Retail sales registered a 20-30% decline in sales ahead of Eid-ul-Fitr when traders usually witness brisk business during the month of Ramadan, retailers said yesterday.
The city’s shopping centers are usually packed two weeks before Eid-ul-Fitr, the biggest religious festival for the Muslims, but this year they might have seen far less foot traffic.
However, according to city shopkeepers, the sale was not as usual this year as rising prices of some commodities, particularity non-food items in the last one year, which cut spending capacity of the people.
Though annual food inflation fell slightly, but non-food inflation spiked in the just concluded fiscal year both in urban and rural areas. Non-food inflation rose to 5.99% in FY15 from 5.55% in FY14, the Bangladesh Bureau of Statistics data showed.
“Every year, we have a steady inflow of customers … both men and women come to us to shop for clothes on the occasion. This is the only period when we can raise the prices of our goods marginally knowing that customers will shop, not giving a second thought,” Rezaul Kabir Kishore, a retailer at city’s Malibag area, said.

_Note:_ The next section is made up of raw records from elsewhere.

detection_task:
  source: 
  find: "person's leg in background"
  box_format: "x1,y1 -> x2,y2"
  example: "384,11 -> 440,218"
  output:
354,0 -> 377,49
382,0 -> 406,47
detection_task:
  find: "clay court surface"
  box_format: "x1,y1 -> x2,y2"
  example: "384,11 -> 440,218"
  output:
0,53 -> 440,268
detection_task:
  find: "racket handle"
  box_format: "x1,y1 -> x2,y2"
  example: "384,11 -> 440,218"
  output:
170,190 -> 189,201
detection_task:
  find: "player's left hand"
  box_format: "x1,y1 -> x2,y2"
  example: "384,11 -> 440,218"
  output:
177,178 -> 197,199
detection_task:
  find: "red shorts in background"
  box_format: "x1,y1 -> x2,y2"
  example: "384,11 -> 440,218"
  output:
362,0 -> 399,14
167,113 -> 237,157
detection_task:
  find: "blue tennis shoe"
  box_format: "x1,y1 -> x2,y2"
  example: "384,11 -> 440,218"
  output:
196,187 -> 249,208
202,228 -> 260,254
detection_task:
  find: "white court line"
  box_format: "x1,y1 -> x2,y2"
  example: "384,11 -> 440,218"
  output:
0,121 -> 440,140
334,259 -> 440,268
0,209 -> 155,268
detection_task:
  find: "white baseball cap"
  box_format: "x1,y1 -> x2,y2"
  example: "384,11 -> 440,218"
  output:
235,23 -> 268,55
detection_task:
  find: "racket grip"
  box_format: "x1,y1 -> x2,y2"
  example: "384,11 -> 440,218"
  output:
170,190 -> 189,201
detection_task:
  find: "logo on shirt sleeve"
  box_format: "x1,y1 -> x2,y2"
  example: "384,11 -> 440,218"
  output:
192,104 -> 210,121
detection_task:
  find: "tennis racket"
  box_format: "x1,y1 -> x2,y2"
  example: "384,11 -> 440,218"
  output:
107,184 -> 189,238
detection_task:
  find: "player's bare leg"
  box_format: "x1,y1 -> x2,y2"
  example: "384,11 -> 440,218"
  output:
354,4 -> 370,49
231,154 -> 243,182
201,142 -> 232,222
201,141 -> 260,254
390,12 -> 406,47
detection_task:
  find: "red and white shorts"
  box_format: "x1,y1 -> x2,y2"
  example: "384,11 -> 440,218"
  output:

“But this year, our business has gone down by almost 20%, in spite of us giving discounts on our clothing.”
Mamun Hossain, a salesman at a Zhumak shop at the Jamuna Future Park, said people have probably started giving more importance to their basic necessities rather than splurging on Eid shopping, which they used to until this year.
Aslam Parvez, head of salesman at East West, a clothing retailer shop at the new market area, said: “I used to get more than 100 customers daily during these days but now it has dropped to 75-80, which shows the lack of interest.”
“Garments worth Tk2.7m I bought for Eid season. But I have sold only of Tk1.5m so far,” he said. Sajid Khoshru, a tailor, was not busy this occasion as he usually remains during the Eid festivals. “I have received fewer orders to stitch new clothes for Eid. I used to close booking on the 12th of Ramadan due to so many orders, but this year I closed it on the 18th. I got at least 30% lesser bookings,” he said.
“Sales were very slow,” said Shoeib Rahman, a salesman at a shop named Richman at a city shopping mall.
“You see huge rush of buyers but it does not reflect a true picture of the sales as they are more window shoppers,” he said.
Abdul Samad, a store manager at an electronic outlet, said: “Usually two weeks before the Eid, market remains open till late night, but this year we shut our shops by 11pm because of security reasons.”